Because of this, it could very well be sometime in 2024 when economic activity starts to buckle under the weight of rate hikes that began in March 2022.

Now we’re getting a little wonkier: The ongoing threat of a recession would weigh on market returns, but if inflation remains at current levels at the time it occurs and the government still runs a large deficit, monetary and fiscal stimulus in response to a downturn may not be at a scale hoped for by investors.

In the event consumers pull back on their spending, expectations for corporate earnings that have supported the performance of the stock market (see Figure 3) would also suffer. The pricing power companies have recently enjoyed amidst the inflationary environment would likely erode, hitting their bottom lines as well, and potentially driving down stocks.


So what now?

The best plan of action during uncertain times is often no action at all. The risks associated with a down cycle exist alongside the opportunity of a growth cycle. Look no further than the last three years. The current elevated yields in bonds markets also offer opportunities for investors.

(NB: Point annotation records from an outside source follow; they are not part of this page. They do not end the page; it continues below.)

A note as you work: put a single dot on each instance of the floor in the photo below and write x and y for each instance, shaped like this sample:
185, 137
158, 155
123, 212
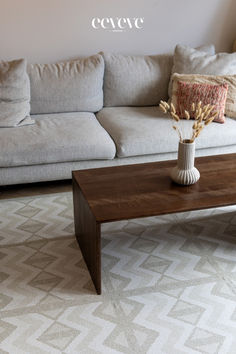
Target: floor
169, 283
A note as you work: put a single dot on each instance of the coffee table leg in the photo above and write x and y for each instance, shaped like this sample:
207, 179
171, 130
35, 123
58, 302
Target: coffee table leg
88, 234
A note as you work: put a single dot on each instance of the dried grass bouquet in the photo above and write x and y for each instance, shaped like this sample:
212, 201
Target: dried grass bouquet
203, 115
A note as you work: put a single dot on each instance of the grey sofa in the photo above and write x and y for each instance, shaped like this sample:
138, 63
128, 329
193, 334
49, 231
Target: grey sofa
97, 112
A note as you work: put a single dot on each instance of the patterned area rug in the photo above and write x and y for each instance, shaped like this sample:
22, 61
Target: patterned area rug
169, 283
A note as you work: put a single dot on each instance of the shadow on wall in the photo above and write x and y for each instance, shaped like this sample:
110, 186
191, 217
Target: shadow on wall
222, 31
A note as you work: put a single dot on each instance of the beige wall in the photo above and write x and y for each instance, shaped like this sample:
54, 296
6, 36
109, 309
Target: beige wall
50, 30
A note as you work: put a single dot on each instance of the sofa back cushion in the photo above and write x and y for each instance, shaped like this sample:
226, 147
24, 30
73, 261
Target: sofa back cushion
70, 86
136, 80
14, 94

If you find yourself sitting on too much cash, now might be the time to act and put it to work in the market. You can invest it as a lump sum, which research shows may offer higher potential returns over time. Or you can sprinkle it into a portfolio over time. (We make it easy to invest funds from your Cash Reserve account, either way.) And however the market performs in 2024, you should remain confident that investing can help you reach your financial goals in the long-term.